Sans emploi, elle cherche un nouveau poste de direction. Elle passe plusieurs entretiens pour un poste qu’elle convoite spécialement. « Je m’attendais à ce que l’on me demande : ‘Il faudrait que tu dises moins ce que tu penses’ mais on m’a réclamé : ‘il faudrait que tu sois moins efficace’. Ils avaient peur que je remue en interne, que je transforme trop », s’exclame-t-elle. « Je ne pense pas être une bulldozer, pourtant, dans les moments difficiles, je suis plus loyale vis-à-vis de mes équipes et clients que vis-à-vis de ma direction », assume-t-elle. « Si l’entreprise veut l’image de ce que je représente mais pas les actes, cela ne m’intéresse pas », déclare Lucie.

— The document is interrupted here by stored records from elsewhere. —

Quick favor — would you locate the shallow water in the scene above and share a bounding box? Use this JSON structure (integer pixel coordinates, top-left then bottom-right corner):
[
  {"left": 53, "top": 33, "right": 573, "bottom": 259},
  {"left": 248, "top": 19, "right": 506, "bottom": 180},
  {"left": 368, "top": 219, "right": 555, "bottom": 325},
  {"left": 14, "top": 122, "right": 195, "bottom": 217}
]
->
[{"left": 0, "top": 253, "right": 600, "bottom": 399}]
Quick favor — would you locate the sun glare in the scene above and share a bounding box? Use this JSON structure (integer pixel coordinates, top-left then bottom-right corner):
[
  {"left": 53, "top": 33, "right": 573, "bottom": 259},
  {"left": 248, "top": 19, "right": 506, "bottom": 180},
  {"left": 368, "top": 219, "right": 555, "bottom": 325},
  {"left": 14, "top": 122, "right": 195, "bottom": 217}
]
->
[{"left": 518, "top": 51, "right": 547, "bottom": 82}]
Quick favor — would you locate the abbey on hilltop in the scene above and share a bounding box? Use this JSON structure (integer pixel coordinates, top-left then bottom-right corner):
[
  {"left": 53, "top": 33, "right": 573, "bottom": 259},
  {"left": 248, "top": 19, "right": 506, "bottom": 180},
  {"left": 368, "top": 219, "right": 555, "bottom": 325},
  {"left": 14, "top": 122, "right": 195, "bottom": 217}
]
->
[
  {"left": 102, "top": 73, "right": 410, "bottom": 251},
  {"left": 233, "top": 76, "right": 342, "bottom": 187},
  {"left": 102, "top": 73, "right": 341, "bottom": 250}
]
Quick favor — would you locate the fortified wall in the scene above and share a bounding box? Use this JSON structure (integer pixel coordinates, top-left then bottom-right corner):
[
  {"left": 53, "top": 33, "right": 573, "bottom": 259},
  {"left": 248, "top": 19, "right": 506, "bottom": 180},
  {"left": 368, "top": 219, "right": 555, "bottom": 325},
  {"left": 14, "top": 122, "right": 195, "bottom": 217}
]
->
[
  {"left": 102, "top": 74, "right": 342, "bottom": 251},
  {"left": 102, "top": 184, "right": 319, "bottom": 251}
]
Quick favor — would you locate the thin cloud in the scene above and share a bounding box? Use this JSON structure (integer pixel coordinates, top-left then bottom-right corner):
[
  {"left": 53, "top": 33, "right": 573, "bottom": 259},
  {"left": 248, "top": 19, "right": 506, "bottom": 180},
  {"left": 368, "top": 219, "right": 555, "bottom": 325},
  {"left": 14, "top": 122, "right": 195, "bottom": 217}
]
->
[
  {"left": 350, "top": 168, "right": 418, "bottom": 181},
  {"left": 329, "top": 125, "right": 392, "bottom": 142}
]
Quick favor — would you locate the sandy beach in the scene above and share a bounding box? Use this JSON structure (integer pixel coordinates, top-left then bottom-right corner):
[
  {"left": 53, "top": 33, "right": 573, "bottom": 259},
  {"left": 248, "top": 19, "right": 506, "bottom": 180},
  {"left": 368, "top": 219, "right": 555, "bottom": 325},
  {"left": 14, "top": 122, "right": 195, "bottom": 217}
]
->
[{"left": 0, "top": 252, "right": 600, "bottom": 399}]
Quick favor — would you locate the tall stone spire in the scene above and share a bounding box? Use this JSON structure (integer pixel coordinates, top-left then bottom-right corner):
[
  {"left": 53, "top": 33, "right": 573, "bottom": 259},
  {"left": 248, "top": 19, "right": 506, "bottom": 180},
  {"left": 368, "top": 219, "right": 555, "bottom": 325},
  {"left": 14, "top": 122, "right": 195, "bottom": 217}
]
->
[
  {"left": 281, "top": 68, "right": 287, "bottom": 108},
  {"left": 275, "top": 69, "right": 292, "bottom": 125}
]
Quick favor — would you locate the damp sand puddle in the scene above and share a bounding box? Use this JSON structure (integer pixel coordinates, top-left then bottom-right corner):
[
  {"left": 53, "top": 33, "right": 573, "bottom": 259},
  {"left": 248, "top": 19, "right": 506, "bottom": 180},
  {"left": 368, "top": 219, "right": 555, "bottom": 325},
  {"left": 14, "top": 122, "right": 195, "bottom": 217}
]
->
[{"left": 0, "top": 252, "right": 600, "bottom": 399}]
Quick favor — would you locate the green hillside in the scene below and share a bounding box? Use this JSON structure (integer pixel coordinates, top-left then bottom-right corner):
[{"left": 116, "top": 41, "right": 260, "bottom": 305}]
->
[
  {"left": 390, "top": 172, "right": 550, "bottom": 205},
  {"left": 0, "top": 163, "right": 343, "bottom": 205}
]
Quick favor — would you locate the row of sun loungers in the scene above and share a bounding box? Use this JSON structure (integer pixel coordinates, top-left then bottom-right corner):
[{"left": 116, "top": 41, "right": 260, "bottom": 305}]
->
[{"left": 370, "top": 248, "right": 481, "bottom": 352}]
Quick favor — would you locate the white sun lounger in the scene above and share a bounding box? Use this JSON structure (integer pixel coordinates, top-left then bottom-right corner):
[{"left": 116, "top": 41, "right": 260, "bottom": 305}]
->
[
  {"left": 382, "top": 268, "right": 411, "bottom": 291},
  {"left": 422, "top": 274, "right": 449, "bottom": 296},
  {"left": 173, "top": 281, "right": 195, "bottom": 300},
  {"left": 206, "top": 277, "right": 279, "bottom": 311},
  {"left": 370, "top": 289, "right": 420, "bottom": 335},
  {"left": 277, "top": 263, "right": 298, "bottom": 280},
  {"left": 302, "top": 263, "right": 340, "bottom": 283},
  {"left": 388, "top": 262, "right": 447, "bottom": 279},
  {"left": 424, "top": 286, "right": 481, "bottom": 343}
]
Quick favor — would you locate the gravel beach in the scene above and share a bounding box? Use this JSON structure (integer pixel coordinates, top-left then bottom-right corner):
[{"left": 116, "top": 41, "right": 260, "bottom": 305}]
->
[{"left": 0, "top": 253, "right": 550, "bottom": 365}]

Face aux directives aberrantes, « les femmes vont exprimer leur opposition mais si une décision est prise, elles vont l’exécuter tandis que les hommes vont acquiescer et ne pas la mettre en œuvre », observe Lucie.

Désabusée, elle se lance dans une aventure entrepreneuriale. « Autant être efficace, autant l’être pour soi-même », décrète Lucie. « Je risque de me planter mais le risque n’est pas plus élevé que de prendre un poste de dirigeante », relativise-t-elle. Depuis qu’elle s’est lancée, elle revoit d’anciens collègues qui lui recommandent : « Tu devrais faire ceci », « Tu devrais faire cela ». Des « conseils de paternalistes » insupportables pour Lucie.